Acts 3:19Therefore repent and return, so that your sins may be wiped away, in order that times of refreshing may come from the presence of the Lord.
Like faith, repentance is not confined to the beginning of the Christian life. Like faith, repentance is to continue throughout our lives as growing attitudes and awareness of heart. Consider the Beatitudes; the first three are:
- Blessed are the poor in spirit…The essential admission that we have come to the end of ourselves and are in need of God’s help and care to fully develop as people.
- Blessed are those who mourn…As we are honest about our defects of character there will be grief, or repentance, for our condition as well as for the injustice that grips our world.

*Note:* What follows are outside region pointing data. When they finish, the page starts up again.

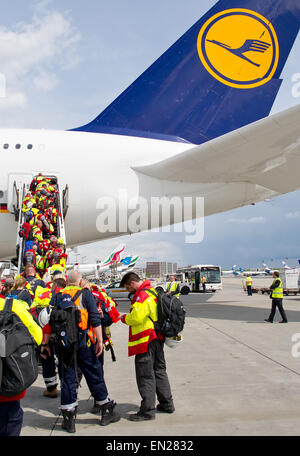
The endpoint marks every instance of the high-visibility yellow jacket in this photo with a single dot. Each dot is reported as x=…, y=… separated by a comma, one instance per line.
x=278, y=292
x=22, y=312
x=249, y=281
x=42, y=297
x=141, y=327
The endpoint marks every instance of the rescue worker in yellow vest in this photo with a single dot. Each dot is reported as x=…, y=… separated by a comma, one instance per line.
x=11, y=413
x=203, y=281
x=249, y=285
x=277, y=296
x=148, y=348
x=173, y=287
x=41, y=301
x=87, y=356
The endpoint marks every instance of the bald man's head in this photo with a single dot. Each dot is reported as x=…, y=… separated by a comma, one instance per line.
x=74, y=278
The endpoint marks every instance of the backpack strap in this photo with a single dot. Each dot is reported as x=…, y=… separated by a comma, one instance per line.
x=76, y=295
x=152, y=292
x=8, y=304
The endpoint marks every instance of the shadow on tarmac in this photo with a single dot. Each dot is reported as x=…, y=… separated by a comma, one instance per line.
x=37, y=404
x=238, y=313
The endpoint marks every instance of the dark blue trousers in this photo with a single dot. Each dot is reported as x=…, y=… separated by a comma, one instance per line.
x=92, y=370
x=11, y=418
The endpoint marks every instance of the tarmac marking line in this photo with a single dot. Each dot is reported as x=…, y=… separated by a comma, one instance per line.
x=251, y=348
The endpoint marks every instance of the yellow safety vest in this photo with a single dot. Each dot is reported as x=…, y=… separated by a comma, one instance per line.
x=141, y=327
x=278, y=292
x=22, y=312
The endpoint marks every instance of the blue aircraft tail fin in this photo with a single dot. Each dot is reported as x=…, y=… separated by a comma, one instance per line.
x=222, y=74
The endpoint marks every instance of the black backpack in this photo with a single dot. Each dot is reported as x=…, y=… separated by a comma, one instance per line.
x=65, y=332
x=18, y=358
x=170, y=313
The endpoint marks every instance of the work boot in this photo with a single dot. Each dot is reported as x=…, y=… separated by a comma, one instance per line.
x=107, y=414
x=50, y=394
x=69, y=417
x=163, y=409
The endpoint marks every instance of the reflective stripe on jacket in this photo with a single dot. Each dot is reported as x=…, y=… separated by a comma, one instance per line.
x=278, y=292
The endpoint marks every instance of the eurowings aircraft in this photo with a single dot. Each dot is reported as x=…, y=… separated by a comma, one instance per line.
x=232, y=271
x=94, y=268
x=127, y=263
x=195, y=123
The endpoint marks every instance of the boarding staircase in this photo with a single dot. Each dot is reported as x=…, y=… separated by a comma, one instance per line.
x=61, y=204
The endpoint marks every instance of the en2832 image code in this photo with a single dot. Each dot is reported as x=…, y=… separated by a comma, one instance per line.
x=170, y=445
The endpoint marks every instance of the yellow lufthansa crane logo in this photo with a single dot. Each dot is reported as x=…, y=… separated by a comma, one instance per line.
x=239, y=48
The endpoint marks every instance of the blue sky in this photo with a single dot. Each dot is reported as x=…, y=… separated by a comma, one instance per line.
x=65, y=61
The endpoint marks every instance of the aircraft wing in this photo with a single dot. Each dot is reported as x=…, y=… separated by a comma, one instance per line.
x=266, y=153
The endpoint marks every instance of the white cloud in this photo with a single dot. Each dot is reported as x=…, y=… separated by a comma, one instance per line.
x=247, y=220
x=45, y=81
x=13, y=100
x=293, y=215
x=33, y=54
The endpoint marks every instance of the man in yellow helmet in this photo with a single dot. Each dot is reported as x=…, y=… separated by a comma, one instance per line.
x=173, y=287
x=249, y=285
x=277, y=296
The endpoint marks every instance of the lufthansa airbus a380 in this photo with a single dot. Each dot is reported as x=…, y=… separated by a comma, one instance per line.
x=195, y=123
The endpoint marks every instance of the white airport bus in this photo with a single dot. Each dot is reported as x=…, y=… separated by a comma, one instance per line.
x=212, y=274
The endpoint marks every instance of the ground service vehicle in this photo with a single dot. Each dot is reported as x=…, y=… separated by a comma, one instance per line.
x=194, y=274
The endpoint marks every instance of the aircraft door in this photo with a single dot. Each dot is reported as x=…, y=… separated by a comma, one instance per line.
x=14, y=191
x=197, y=280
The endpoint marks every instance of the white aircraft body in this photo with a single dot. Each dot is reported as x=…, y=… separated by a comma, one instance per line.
x=254, y=158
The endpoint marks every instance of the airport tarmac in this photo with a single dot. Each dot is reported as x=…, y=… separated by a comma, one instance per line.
x=233, y=375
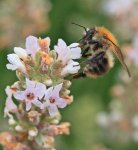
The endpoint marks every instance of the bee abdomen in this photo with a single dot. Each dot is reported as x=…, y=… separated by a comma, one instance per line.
x=98, y=68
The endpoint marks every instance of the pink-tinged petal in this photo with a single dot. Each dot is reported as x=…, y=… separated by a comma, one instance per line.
x=20, y=52
x=62, y=44
x=20, y=95
x=8, y=91
x=30, y=84
x=10, y=107
x=53, y=110
x=48, y=93
x=32, y=45
x=75, y=51
x=11, y=67
x=44, y=105
x=40, y=90
x=56, y=90
x=37, y=103
x=61, y=103
x=28, y=106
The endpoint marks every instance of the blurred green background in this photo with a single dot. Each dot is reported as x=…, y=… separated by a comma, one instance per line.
x=90, y=95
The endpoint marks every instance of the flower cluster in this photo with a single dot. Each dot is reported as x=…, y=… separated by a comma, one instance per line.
x=32, y=102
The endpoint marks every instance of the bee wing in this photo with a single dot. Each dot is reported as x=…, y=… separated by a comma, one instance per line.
x=118, y=53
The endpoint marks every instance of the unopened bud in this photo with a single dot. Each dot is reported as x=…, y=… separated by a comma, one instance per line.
x=19, y=128
x=33, y=132
x=11, y=121
x=48, y=82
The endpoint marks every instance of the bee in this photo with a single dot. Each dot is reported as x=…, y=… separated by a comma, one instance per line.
x=97, y=45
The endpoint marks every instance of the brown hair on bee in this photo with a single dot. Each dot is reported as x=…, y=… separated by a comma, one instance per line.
x=97, y=46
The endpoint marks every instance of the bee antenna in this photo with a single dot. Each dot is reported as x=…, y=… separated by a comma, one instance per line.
x=80, y=26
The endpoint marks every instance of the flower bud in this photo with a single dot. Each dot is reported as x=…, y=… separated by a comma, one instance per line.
x=33, y=132
x=11, y=121
x=48, y=82
x=19, y=128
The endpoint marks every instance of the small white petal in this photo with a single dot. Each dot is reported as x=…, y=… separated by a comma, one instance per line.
x=75, y=51
x=56, y=90
x=15, y=63
x=28, y=106
x=61, y=103
x=20, y=95
x=20, y=52
x=53, y=110
x=37, y=103
x=11, y=67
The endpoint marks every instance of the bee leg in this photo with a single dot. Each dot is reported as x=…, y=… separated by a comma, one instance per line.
x=77, y=76
x=84, y=53
x=96, y=44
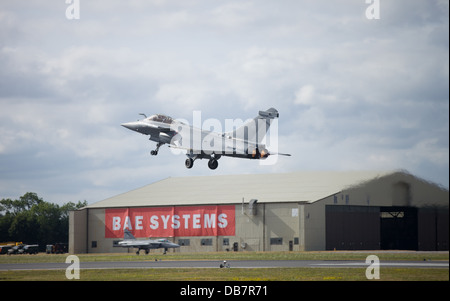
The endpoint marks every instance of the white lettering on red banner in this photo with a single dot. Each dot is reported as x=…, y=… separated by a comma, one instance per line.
x=171, y=221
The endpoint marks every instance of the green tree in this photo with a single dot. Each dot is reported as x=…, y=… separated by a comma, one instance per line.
x=32, y=220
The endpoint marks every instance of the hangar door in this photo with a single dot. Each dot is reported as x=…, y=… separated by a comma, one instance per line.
x=352, y=227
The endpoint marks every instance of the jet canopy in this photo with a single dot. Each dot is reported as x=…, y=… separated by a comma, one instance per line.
x=161, y=118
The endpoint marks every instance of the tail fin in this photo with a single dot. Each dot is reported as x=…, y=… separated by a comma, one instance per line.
x=127, y=235
x=254, y=130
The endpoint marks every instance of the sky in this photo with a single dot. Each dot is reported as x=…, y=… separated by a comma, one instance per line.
x=358, y=86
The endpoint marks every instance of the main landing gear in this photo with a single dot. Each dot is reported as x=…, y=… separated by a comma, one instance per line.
x=212, y=163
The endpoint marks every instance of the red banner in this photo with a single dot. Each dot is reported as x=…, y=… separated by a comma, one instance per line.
x=171, y=221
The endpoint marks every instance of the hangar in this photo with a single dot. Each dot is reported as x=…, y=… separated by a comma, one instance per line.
x=298, y=211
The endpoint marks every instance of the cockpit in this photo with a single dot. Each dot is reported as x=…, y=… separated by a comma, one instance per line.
x=161, y=118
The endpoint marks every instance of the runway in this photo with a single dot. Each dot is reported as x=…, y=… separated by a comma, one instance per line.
x=215, y=264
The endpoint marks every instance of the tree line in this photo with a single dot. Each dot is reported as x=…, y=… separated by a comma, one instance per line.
x=32, y=220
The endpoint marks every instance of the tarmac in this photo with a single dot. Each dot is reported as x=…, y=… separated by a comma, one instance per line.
x=216, y=264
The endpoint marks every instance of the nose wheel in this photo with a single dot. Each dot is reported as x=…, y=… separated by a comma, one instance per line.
x=212, y=164
x=155, y=152
x=189, y=163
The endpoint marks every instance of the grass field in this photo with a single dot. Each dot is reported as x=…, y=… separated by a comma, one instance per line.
x=234, y=274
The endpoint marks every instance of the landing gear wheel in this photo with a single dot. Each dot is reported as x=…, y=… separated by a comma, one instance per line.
x=189, y=163
x=212, y=164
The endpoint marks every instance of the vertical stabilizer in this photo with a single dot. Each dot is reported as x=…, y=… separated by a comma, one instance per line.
x=255, y=130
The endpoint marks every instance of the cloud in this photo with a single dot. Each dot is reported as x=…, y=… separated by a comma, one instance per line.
x=352, y=93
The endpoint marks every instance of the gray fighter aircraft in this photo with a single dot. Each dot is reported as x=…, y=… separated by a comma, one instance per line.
x=129, y=241
x=244, y=142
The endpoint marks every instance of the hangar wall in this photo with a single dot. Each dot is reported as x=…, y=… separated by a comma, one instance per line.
x=297, y=224
x=268, y=227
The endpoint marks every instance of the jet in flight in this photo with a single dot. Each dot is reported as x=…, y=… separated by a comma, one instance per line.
x=129, y=241
x=244, y=142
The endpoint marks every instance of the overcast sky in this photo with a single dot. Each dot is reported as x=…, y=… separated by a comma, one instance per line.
x=352, y=93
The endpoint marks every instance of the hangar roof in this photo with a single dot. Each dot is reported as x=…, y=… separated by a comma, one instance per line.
x=307, y=186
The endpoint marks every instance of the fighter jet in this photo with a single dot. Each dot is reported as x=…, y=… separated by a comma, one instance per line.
x=129, y=241
x=244, y=142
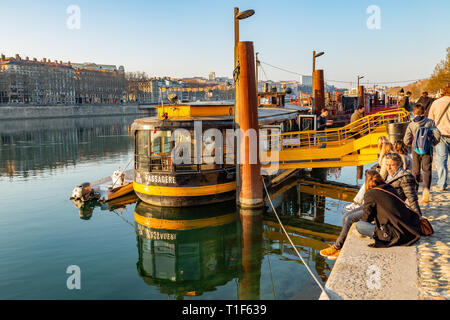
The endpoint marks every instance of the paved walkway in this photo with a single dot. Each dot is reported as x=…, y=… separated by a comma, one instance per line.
x=433, y=253
x=421, y=271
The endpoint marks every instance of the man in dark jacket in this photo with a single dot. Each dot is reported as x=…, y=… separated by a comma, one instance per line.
x=402, y=181
x=426, y=102
x=395, y=224
x=421, y=161
x=404, y=103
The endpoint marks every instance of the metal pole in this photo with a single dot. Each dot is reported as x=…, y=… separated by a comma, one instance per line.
x=313, y=108
x=250, y=187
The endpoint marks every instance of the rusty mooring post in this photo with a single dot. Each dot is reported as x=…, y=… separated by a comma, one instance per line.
x=359, y=172
x=249, y=187
x=319, y=94
x=362, y=99
x=252, y=253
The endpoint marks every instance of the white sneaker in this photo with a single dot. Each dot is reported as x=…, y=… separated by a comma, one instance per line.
x=351, y=206
x=437, y=188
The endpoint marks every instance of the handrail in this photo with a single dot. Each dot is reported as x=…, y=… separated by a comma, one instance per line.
x=363, y=126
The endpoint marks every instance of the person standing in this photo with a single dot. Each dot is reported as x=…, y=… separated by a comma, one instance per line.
x=404, y=103
x=426, y=101
x=440, y=113
x=322, y=124
x=421, y=134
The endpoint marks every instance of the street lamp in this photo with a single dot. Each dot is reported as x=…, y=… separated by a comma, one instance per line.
x=315, y=55
x=357, y=88
x=239, y=16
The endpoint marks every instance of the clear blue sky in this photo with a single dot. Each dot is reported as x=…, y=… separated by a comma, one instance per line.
x=191, y=38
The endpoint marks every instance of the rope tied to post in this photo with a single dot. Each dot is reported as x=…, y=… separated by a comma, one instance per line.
x=292, y=244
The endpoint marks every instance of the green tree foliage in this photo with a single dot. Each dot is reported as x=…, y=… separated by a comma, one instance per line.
x=441, y=74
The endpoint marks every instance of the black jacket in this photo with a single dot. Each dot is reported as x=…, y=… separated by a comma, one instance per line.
x=405, y=185
x=426, y=102
x=396, y=225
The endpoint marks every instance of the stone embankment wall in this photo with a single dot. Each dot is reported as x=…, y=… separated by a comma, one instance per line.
x=34, y=112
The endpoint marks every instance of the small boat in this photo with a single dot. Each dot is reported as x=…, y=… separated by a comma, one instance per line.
x=119, y=184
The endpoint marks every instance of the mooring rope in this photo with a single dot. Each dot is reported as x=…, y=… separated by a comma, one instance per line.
x=293, y=246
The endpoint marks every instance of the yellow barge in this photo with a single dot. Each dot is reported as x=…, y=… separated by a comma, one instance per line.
x=204, y=180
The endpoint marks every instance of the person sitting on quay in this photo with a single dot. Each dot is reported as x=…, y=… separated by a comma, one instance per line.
x=422, y=134
x=385, y=149
x=395, y=224
x=440, y=113
x=404, y=184
x=401, y=148
x=358, y=200
x=402, y=181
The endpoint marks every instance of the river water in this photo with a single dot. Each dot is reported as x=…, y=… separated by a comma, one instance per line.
x=130, y=250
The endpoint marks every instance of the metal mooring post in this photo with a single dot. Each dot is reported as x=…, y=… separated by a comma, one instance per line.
x=249, y=186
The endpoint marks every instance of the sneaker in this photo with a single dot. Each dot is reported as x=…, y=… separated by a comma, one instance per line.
x=329, y=252
x=351, y=206
x=437, y=188
x=425, y=196
x=335, y=255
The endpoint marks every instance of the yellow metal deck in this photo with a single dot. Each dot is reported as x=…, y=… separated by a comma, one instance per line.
x=352, y=145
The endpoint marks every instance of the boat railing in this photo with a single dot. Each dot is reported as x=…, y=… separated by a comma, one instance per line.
x=340, y=136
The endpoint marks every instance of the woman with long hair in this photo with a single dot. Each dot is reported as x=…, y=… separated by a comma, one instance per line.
x=401, y=148
x=385, y=149
x=395, y=224
x=384, y=146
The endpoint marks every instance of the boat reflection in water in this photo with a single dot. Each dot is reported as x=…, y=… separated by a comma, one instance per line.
x=187, y=251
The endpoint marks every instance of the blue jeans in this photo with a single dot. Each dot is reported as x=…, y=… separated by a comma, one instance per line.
x=442, y=150
x=365, y=228
x=347, y=220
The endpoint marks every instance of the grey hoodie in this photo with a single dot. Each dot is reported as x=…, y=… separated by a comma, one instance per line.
x=420, y=121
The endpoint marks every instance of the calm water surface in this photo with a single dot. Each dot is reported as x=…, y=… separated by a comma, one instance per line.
x=130, y=250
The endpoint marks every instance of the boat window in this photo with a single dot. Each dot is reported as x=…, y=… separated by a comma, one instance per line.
x=142, y=149
x=160, y=158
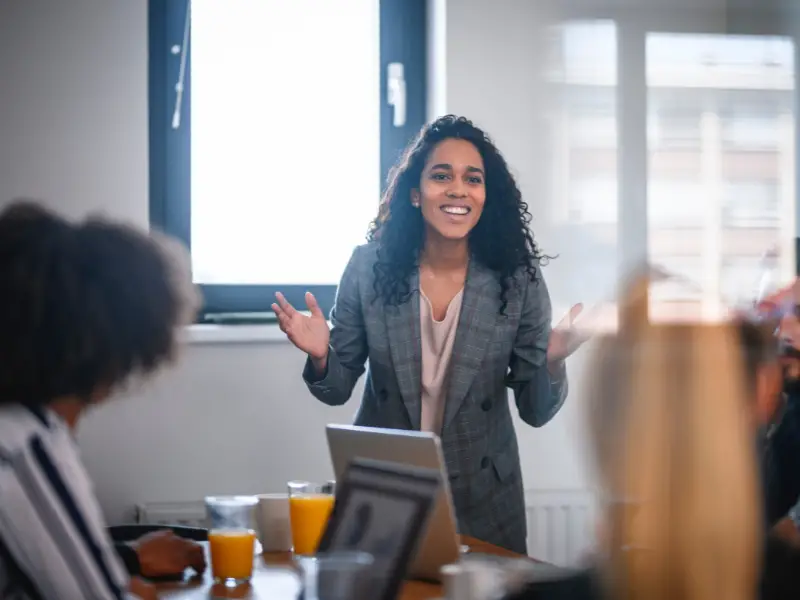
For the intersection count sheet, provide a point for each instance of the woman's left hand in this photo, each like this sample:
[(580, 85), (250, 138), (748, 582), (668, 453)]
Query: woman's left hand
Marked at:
[(565, 339)]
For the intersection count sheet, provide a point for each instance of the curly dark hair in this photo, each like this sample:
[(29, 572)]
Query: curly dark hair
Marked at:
[(83, 306), (501, 240)]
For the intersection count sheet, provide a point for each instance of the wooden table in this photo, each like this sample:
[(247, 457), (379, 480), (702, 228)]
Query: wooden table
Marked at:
[(269, 576)]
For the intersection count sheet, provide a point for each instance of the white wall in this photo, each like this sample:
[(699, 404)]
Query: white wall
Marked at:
[(231, 417)]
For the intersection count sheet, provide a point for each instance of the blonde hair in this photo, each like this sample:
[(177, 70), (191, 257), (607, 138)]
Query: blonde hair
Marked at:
[(671, 425)]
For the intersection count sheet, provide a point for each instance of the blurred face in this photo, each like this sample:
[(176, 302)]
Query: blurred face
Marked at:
[(769, 382), (789, 333), (452, 190)]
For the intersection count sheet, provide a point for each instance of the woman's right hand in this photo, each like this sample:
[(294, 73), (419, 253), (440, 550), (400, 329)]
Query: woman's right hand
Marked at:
[(309, 333)]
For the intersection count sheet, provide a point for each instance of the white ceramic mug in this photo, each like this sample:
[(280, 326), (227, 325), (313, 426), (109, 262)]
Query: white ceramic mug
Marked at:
[(272, 521)]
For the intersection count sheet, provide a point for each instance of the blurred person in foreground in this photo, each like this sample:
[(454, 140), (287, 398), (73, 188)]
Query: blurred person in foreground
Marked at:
[(84, 308), (781, 443), (673, 418)]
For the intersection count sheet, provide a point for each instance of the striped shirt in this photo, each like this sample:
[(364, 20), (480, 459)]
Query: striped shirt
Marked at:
[(53, 538)]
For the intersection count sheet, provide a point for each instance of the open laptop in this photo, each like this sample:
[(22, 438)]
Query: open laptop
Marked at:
[(440, 544)]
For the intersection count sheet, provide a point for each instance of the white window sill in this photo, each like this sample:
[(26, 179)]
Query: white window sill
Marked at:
[(234, 334)]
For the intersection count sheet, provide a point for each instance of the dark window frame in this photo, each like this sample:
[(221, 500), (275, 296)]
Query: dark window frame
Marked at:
[(403, 39)]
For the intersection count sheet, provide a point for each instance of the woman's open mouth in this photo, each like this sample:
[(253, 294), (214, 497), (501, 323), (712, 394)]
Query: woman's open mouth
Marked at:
[(455, 210)]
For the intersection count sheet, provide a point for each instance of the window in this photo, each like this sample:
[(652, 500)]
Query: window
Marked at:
[(271, 133), (675, 148), (734, 95)]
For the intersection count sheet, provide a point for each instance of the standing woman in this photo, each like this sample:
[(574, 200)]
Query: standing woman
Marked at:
[(448, 304)]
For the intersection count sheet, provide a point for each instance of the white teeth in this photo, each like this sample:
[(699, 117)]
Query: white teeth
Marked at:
[(455, 210)]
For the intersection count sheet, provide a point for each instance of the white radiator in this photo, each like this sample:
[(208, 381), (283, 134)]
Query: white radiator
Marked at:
[(561, 525), (560, 522)]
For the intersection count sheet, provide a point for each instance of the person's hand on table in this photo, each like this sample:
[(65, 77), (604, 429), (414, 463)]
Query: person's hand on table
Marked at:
[(308, 333), (162, 553), (139, 588)]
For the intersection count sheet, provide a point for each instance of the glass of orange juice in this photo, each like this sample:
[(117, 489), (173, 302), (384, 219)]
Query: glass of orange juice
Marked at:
[(310, 505), (231, 538)]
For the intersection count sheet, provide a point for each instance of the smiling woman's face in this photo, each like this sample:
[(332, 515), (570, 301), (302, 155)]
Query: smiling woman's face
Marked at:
[(452, 189)]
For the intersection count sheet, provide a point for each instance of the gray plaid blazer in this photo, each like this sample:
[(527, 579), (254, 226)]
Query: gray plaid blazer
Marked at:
[(491, 352)]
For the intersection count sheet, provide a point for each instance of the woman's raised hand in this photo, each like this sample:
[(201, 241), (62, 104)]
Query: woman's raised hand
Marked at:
[(310, 333)]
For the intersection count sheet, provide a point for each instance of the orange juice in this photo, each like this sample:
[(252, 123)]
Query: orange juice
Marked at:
[(309, 514), (232, 553)]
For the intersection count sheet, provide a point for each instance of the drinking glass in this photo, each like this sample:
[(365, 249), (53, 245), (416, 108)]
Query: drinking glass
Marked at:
[(231, 538), (310, 505)]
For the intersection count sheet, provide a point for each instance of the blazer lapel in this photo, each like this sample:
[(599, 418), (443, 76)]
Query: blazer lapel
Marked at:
[(402, 329), (475, 331)]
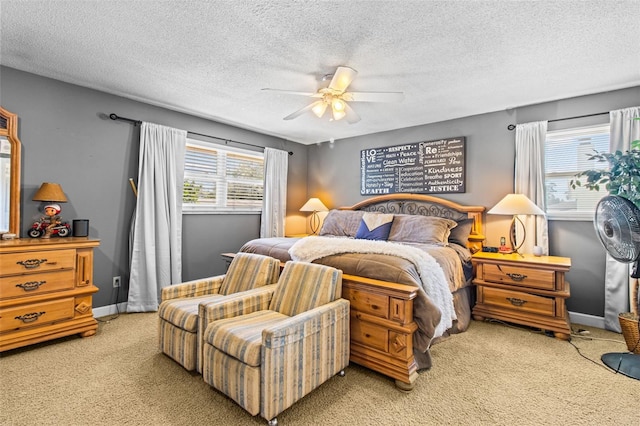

- Blessed are the meek…Grieving over sin and suffering develops in us in a humble learning posture (disciple means learner).
Like faith and repentance, the Beatitudes are not a one-time deal. As we cycle through the Beatitudes we grow deeper in Christ and our faith. This seems counter intuitive to many people, but it is actually the unlikely route to true and lasting joy — and what Dr. Luke is pointing to when he speaks of “times of refreshing.”
The following is from Continual Repentance, in The Valley of Vision: A Collection of Puritan Prayers & Devotions, edited by Arthur Bennett (Edinburgh: The Banner of Truth Trust), pgs 136-137.
O God of Grace,
You have imputed my sin to my substitute, and have imputed his righteousness to my soul, clothing me with a bridegroom’s robe, decking me with jewels of holiness. But in my Christian walk I am still in rags; my best prayers are stained with sin; my penitential tears are so much impurity; my confessions of wrong are so many aggravations of sin; my receiving the Spirit is tinctured with selfishness.
I need to repent of my repentance; I need my tears to be washed; I have no robe to bring to cover my sins, no loom to weave my own righteousness; I am always standing clothed in filthy garments, and by grace am always receiving change of raiment, for you always justify the ungodly; I am always going into the far country, and always returning home as a prodigal, always saying, “Father, forgive me,” and you are always bringing forth the best robe. [See Luke 15:11-32, the Prodigal Sons.]
Every morning let me wear it, every evening return in it, go out to the day’s work in it, be married in it, be wound in death in it, stand before the great white throne in it, enter heaven in it shining as the sun.
Grant me never to lose sight of the exceeding sinfulness of sin, the exceeding righteousness of salvation, the exceeding glory of Christ, the exceeding beauty of holiness, the exceeding wonder of grace.